Let $\mathcal{C},\mathcal{D}$ be categories and $C\in\mathcal{C}$. Consider the constant functor to $C$, $\Delta_C:\mathcal{D}\rightarrow\mathcal{C}$. In other to show that $(C,(1_{\Delta_C(D)})_{D\in\mathcal{D}})$ is a colimit of $\Delta_C$, is it necessary to assume that $\mathcal{D}$ is connected? Wouldn't it be sufficient to assume $\mathcal{D}\ne\emptyset$?
Let $\mathcal{D}\ne\emptyset$. For a morphism $d:D'\rightarrow D$ of $\mathcal{D}$, it is the case that $$1_{\Delta_C(D')}=1_C=1_C\circ1_C=1_{\Delta_C(D)}\circ\Delta_C(d).$$ This show that $(C,(1_{\Delta_C(D)})_{D\in\mathcal{D}})$ is a cocone on $\Delta_C$. Let $(M,(f_D)_{D\in\mathcal{D}})$ be another cocone on $\Delta_C$. Then for $(d:D'\rightarrow D)\in\mathcal{D}$ $$f_{D'}=f_D\circ\Delta_C(d)=f_D\circ1_C=f_D;$$ i.e. $f_{D'}=f_D$. Since $\mathcal{D}\ne\emptyset$, there exists $X\in\mathcal{D}$ and so $f_X:C\rightarrow M$. For $D\in\mathcal{D}$ $$f_D=f_X=f_X\circ1_C=f_X\circ1_{\Delta_C(D)}.$$ Let $m:C\rightarrow M$ be another morphism such that $f_D=m\circ1_{\Delta_C(D)}$ for $D\in\mathcal{D}$. Then $f_X=m\circ1_{\Delta_C(D)}=m$. This shows that $(C,(1_{\Delta_C(D)})_{D\in\mathcal{D}})$ is a colimit of $\Delta_C$.
Now, why does Borceux assume $\mathcal{D}$ is connected?
Note that in the case where $\mathcal{D}$ is the discrete category with two objects, the colimit is the coproduct of two copies of $C$ and so $(C, (1_C)_{D \in \mathcal{D}})$ is not the colimit.
The problem in your proof comes when you use morphisms $d: D' \rightarrow D$ to prove that for any cocone on $\Delta_C$, each $f_D$ is equal.
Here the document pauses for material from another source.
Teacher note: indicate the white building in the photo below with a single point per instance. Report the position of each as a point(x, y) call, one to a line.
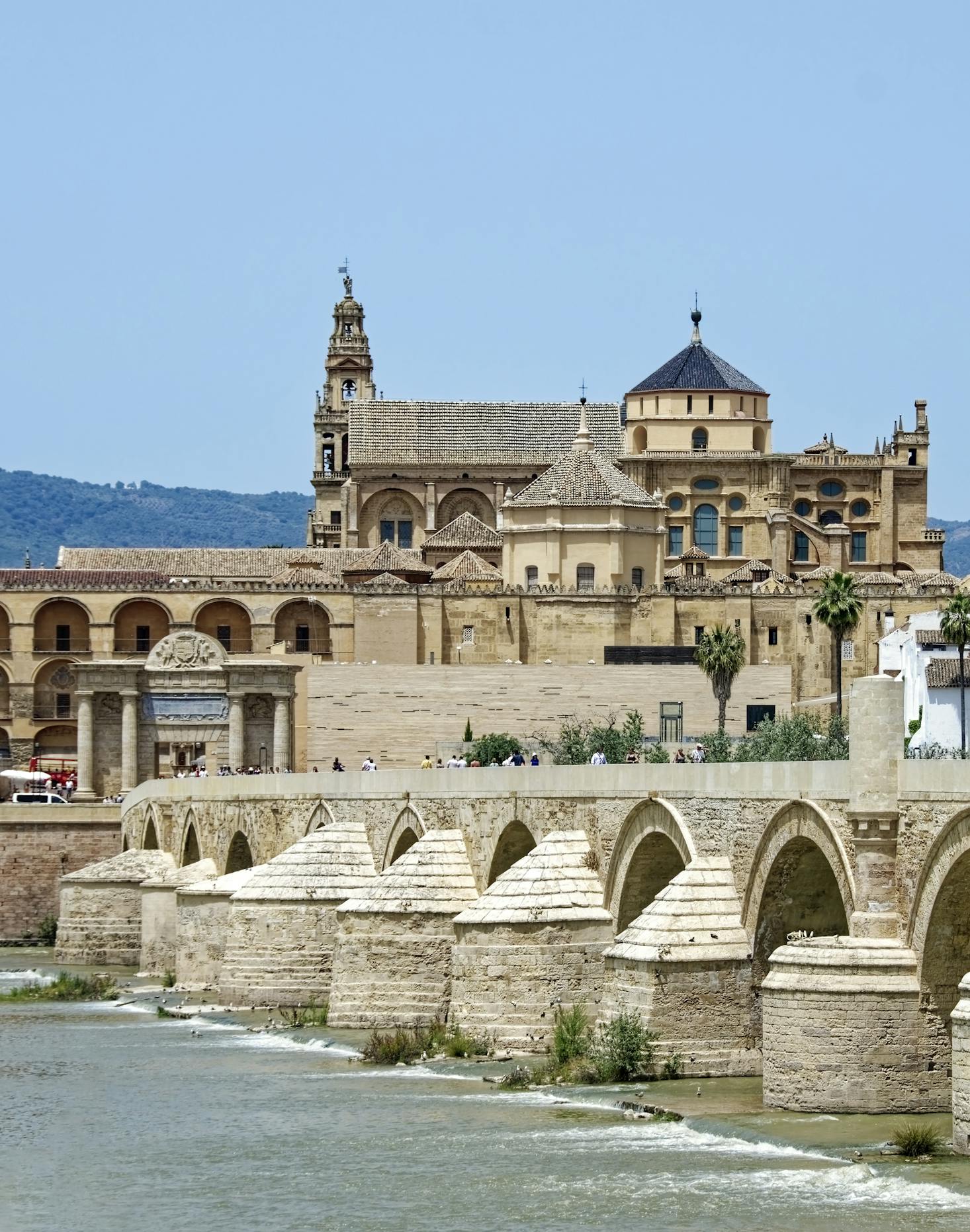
point(930, 668)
As we saw with the discrete category, such morphisms might not exist in $\mathcal{D}$. And without those morphisms you get cocones whose legs can be different, which don't factor through $(C, (1_C)_{D \in \mathcal{D}})$.
Making the assumption that you've got enough morphisms in $\mathcal{D}$, to be able to prove that the legs of the cocone must be all the same, is exactly the same as assuming that $\mathcal{D}$ is connected.
(That is, you've assumed that between any two objects $D$ and $D'$ there is a chain of objects $D_1, D_2, D_3...$, where you can prove that each leg of a cocone to the object $D_n$ is the same for $D_{n-1}$ (because there is some morphism $D_{n-1} \rightarrow D_n$ or vice-versa))